Transformer models often use small normal initialization, especially for embeddings and projection matrices:

```python
nn.init.normal_(layer.weight, mean=0.0, std=0.02)
```

This style appears in many language model architectures.

### Initialization and Normalization Layers

Normalization layers reduce the sensitivity of networks to initialization. Batch normalization, layer normalization, and residual connections help stabilize signal propagation.

However, initialization still matters. Normalization does not remove all scale problems. It also introduces its own parameters.

For `BatchNorm` and `LayerNorm`, scale parameters are often initialized to 1 and shift parameters to 0:

```python
norm = nn.LayerNorm(128)

nn.init.ones_(norm.weight)
nn.init.zeros_(norm.bias)
```

This makes the normalization layer initially preserve normalized activations without adding an extra learned shift or rescaling.

### Inspecting Initial Parameters

It is often useful to inspect parameter statistics before training.

```python
for name, param in model.named_parameters():
    print(
        name,
        tuple(param.shape),
        param.mean().item(),
        param.std().item(),
    )
```

This gives a quick check for obvious errors. For example, all weights having standard deviation zero indicates a bad initialization. Very large standard deviations may lead to unstable activations.

A simple diagnostic is to pass random input through the model and inspect activation scales:

```python
x = torch.randn(32, 784)

with torch.no_grad():
    h = x
    for layer in model:
        h = layer(h)
        print(layer.__class__.__name__, h.mean().item(), h.std().item())
```

Large growth or rapid collapse of activation standard deviation indicates a possible initialization problem.

### Practical Rules

For most PyTorch work, the following rules are adequate:

| Model type | Recommended initialization |
|---|---|
| MLP with ReLU | Kaiming initialization |
| CNN with ReLU | Kaiming initialization |
| Tanh network | Xavier initialization |
| Transformer | Architecture-specific small normal initialization |
| Normalization scale | Ones |
| Normalization bias | Zeros |
| Ordinary bias terms | Zeros |

When using standard PyTorch layers, the defaults are usually reasonable. Manual initialization becomes more important when building unusual architectures, very deep networks, custom layers, or models that train unstably.

### Summary

Parameter initialization sets the starting point for optimization. It controls the initial scale of activations and gradients. Random initialization breaks symmetry between hidden units. Variance-preserving initialization keeps signals from shrinking or exploding across layers.

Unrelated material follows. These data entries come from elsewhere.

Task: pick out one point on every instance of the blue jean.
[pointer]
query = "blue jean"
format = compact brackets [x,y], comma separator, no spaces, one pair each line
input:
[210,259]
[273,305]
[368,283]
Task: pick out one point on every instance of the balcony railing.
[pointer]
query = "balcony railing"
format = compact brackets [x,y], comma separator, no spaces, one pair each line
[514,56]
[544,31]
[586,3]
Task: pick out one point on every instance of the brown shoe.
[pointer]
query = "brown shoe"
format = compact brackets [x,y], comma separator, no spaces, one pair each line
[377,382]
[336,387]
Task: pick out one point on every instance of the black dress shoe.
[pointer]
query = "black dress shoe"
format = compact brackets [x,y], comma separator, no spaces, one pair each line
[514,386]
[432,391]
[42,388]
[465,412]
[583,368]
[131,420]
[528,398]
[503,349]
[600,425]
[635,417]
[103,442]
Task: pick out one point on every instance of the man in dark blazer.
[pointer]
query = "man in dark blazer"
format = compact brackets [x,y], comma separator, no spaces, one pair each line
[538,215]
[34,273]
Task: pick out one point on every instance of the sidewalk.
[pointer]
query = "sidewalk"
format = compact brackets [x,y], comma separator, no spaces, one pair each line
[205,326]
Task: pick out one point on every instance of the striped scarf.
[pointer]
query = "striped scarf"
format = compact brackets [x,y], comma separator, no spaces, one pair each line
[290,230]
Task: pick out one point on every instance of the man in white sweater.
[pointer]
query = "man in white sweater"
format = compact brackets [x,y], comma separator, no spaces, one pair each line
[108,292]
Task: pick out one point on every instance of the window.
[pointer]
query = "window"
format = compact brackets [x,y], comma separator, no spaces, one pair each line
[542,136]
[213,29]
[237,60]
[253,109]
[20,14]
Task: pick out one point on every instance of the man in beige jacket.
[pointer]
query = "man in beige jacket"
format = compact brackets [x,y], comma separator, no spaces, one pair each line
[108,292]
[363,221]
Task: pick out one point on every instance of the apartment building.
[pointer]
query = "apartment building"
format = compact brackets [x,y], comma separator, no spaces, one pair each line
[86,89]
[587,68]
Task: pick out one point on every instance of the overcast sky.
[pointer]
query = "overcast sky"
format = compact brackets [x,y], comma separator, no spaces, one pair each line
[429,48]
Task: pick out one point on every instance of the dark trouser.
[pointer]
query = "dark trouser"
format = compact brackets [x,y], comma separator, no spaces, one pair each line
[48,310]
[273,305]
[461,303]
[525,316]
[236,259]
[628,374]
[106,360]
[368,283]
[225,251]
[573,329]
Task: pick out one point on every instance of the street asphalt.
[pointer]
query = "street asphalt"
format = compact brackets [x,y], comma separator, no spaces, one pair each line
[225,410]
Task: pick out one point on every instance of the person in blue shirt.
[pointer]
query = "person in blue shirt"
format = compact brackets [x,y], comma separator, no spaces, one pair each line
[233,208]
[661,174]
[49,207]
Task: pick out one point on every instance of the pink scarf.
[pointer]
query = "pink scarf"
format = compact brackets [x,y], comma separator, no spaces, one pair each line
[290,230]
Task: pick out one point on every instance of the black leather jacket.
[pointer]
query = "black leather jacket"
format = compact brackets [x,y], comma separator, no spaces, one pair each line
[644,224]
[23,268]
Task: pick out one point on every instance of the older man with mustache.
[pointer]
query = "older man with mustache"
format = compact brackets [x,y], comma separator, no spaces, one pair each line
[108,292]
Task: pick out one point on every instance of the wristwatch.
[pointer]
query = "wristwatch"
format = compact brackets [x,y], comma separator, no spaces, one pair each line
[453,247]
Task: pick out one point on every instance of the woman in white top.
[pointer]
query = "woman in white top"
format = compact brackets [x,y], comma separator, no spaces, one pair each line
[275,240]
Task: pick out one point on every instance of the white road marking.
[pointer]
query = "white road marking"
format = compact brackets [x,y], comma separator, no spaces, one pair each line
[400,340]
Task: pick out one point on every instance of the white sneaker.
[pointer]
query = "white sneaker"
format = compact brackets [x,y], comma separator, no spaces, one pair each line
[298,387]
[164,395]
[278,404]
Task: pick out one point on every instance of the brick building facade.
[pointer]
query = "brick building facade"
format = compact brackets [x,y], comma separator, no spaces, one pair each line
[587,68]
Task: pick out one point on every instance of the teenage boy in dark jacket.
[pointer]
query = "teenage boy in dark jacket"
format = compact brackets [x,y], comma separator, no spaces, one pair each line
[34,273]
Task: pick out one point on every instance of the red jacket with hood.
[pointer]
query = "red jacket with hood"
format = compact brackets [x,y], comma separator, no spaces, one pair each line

Xavier initialization is suitable for many tanh-like networks. Kaiming initialization is suitable for many ReLU-like networks. Biases are often initialized to zero. Normalization layers usually start with scale 1 and bias 0.

A reliable PyTorch workflow uses sensible defaults, matches initialization to activation functions, and checks parameter and activation statistics when training behaves poorly.